Note: NACTO is in the process of updating the Urban Bikeway Design Guide!
Throughout 2022 and 2023, NACTO will release the next chapters of bike design guidance in the form of working papers that cover critical gaps in vetted guidance for cities, including best practices for data collection, network design, equitable network design, and scaling success to better meet the challenges of our time. These working papers will inform the upcoming third edition of the UBDG.
The purpose of the NACTO Urban Bikeway Design Guide (part of the Cities for Cycling initiative) is to provide cities with state-of-the-practice solutions that can help create complete streets that are safe and enjoyable for bicyclists.

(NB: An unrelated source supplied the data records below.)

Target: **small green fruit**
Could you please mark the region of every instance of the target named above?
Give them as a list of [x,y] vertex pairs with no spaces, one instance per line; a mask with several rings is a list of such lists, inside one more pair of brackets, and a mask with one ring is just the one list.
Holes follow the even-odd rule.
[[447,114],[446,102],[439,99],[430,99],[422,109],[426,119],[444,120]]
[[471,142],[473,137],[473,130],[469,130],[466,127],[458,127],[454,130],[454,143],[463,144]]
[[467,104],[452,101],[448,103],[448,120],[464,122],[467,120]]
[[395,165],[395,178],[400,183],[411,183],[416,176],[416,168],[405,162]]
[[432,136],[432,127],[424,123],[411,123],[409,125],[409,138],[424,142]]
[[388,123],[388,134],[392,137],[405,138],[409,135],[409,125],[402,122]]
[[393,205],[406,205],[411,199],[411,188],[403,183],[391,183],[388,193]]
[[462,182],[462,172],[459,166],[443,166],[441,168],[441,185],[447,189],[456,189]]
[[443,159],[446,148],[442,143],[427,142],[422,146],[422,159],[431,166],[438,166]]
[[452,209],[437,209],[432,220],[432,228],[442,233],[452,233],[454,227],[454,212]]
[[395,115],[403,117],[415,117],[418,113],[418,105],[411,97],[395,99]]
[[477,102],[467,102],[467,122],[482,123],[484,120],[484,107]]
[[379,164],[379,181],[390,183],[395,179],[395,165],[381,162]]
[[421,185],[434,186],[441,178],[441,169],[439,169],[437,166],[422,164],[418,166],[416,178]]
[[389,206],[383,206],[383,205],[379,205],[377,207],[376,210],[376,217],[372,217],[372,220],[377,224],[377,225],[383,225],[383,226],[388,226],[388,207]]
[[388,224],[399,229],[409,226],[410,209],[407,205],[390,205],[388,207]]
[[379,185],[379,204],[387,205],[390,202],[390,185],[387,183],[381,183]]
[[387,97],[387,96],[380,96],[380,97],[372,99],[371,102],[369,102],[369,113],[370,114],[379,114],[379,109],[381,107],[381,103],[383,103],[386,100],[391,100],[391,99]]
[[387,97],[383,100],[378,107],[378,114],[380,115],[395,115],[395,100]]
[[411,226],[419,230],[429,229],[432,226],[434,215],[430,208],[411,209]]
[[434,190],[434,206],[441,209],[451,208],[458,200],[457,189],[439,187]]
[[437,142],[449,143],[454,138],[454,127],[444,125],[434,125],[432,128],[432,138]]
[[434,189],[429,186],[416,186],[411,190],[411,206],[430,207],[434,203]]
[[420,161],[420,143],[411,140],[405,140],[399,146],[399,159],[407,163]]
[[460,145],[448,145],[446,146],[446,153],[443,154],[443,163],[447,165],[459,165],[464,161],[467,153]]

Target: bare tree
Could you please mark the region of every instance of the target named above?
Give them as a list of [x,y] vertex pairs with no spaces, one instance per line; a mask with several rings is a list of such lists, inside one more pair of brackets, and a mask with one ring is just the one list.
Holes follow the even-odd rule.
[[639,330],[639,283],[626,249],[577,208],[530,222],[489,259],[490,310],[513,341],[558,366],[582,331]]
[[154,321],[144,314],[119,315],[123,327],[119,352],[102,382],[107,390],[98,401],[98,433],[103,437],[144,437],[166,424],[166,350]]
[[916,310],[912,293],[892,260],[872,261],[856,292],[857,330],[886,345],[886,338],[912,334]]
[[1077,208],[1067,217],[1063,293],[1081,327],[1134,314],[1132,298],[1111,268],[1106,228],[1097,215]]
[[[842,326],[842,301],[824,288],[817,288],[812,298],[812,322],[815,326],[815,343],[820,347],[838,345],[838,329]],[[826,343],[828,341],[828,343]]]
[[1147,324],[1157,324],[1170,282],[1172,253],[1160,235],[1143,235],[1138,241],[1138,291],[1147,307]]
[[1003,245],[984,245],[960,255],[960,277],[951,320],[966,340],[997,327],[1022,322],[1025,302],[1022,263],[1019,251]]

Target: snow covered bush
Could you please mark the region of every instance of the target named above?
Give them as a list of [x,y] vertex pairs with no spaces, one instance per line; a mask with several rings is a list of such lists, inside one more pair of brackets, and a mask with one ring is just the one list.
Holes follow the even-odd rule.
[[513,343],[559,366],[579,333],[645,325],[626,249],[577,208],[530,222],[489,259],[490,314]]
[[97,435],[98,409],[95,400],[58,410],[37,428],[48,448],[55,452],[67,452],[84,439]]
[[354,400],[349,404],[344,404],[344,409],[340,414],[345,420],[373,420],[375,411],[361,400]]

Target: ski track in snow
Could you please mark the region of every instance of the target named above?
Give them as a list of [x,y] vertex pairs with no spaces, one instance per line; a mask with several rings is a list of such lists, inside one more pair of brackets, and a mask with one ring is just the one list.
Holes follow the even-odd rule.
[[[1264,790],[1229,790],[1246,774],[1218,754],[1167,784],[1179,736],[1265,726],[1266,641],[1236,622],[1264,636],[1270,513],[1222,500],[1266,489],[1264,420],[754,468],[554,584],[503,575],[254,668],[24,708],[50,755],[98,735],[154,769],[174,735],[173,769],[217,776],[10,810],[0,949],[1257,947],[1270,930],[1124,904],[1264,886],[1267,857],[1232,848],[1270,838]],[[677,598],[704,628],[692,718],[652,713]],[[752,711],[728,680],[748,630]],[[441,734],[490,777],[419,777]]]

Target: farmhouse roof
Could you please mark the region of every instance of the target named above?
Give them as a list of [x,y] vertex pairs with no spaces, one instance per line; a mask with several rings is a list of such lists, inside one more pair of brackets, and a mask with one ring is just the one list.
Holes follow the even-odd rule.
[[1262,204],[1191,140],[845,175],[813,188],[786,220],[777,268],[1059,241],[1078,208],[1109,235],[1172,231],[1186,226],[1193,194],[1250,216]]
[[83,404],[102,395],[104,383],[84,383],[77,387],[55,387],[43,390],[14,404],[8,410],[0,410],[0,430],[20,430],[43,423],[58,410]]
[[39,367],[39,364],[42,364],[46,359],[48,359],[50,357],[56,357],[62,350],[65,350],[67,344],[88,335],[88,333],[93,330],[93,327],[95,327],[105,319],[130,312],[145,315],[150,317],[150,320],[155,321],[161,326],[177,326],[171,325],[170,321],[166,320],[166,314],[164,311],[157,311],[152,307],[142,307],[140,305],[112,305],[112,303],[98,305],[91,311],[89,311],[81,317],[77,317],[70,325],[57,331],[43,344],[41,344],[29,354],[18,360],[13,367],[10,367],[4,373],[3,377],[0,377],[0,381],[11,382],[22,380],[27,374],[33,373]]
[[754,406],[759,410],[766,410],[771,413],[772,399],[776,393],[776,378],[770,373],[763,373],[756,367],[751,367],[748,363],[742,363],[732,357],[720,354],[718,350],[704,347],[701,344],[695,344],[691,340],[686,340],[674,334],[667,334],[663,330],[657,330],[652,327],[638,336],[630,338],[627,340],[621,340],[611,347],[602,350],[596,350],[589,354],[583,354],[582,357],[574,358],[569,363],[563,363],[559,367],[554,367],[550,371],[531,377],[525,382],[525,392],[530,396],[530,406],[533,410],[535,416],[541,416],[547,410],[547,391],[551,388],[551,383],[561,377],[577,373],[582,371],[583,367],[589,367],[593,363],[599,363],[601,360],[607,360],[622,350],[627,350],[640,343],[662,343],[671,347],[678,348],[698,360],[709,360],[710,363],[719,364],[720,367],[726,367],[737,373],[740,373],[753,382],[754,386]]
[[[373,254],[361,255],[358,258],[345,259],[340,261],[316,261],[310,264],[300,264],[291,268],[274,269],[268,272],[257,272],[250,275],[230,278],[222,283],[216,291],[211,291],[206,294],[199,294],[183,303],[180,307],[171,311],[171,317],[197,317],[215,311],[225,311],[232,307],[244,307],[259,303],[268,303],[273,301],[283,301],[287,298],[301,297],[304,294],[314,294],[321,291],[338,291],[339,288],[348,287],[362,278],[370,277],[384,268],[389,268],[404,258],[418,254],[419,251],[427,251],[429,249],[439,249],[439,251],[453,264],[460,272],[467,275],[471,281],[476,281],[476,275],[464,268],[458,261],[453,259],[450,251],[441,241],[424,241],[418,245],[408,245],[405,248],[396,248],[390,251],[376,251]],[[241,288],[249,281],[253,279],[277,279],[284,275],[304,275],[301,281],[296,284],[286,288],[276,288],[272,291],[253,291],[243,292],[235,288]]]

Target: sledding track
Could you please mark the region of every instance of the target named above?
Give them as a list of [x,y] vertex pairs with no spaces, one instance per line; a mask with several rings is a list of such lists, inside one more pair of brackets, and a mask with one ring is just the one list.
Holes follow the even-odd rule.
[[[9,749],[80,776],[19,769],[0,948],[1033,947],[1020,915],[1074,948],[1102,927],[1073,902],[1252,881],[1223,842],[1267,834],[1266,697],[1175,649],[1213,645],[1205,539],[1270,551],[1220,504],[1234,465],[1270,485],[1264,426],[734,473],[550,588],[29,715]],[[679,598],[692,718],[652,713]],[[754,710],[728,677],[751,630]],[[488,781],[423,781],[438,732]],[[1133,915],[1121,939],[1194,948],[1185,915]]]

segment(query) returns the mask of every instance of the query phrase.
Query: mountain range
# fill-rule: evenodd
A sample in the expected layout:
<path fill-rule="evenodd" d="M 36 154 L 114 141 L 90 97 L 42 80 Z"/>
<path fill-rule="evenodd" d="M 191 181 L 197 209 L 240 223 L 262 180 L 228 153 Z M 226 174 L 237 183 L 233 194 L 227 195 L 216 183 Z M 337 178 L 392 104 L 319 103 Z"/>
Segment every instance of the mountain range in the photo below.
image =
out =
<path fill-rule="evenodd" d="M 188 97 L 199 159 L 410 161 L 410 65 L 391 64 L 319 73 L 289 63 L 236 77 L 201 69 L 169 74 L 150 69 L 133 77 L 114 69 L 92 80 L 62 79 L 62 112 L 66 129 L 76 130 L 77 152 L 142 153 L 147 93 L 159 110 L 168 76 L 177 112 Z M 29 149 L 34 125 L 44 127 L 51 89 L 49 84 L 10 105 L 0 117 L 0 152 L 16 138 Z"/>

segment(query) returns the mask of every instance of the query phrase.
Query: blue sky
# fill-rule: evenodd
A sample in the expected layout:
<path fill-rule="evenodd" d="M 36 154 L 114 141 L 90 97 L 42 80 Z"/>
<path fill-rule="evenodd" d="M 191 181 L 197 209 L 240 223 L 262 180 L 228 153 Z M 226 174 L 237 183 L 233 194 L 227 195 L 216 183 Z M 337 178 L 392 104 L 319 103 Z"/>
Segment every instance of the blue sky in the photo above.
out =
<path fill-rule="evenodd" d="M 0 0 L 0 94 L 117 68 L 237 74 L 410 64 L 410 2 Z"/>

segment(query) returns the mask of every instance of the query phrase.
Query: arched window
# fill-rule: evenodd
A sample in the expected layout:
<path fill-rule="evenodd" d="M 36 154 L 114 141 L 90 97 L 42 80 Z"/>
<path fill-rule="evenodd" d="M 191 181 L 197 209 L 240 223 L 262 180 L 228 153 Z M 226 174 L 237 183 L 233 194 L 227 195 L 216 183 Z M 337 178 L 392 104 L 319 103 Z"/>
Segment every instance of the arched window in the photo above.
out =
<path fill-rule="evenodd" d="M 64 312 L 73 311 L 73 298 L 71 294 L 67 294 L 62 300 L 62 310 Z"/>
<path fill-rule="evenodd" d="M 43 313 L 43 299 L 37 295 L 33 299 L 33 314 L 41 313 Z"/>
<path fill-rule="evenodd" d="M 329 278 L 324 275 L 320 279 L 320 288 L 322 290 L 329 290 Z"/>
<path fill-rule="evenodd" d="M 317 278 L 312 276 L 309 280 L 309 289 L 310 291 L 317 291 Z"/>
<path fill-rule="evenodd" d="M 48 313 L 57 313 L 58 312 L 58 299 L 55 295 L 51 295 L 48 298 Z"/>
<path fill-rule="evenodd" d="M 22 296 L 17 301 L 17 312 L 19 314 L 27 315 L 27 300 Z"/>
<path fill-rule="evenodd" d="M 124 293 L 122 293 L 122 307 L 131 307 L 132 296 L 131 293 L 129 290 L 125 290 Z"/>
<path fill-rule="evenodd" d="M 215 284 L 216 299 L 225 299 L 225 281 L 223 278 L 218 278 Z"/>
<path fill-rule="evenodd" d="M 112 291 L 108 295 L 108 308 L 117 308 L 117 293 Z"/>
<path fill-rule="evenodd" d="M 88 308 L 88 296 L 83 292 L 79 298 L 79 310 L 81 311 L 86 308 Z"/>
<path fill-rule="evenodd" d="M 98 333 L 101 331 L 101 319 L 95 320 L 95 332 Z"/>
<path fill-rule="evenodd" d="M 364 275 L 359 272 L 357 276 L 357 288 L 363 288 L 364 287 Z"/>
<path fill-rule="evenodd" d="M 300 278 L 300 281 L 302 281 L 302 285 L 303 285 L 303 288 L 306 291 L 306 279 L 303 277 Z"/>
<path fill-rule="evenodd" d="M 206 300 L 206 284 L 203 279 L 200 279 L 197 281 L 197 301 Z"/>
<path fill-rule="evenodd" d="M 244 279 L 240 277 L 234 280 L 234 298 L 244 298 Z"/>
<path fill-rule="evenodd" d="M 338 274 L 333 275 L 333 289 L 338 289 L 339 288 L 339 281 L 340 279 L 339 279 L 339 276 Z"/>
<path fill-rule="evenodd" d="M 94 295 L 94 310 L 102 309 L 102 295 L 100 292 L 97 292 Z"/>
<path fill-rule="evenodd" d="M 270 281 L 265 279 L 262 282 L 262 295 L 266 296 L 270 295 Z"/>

The NACTO Urban Bikeway Design Guide is based on the experience of the best cycling cities in the world. The designs in this document were developed by cities for cities, since unique urban streets require innovative solutions. Most of these treatments are not directly referenced in the current version of the AASHTO Guide to Bikeway Facilities, although they are virtually all (with two exceptions) permitted under the Manual on Uniform Traffic Control Devices (MUTCD). The Federal Highway Administration has posted information regarding MUTCD approval status of all of the bicycle related treatments in this guide and in August 2013 issued a memorandum officially supporting use of the document. All of the NACTO Urban Bikeway Design Guide treatments are in use internationally and in many cities around the US.
To create the Guide, the authors have conducted an extensive worldwide literature search from design guidelines and real-life experience. They have worked closely with a panel of urban bikeway planning professionals from NACTO member cities, as well as traffic engineers, planners, and academics with deep experience in urban bikeway applications.
About The Guide
For each treatment in the Guide, the reader will find three levels of guidance:
- Required: elements for which there is a strong consensus that the treatment cannot be implemented without.
- Recommended: elements for which there is a strong consensus of added value.
- Optional: elements that vary across cities and may add value depending on the situation.
It is important to note that many urban situations are complex; treatments must be tailored to the individual situation. Good engineering judgment based on deep knowledge of bicycle transportation should be a part of bikeway design. Decisions should be thoroughly documented. To assist with this, the NACTO Urban Bikeway Design Guide links to companion reference material and studies.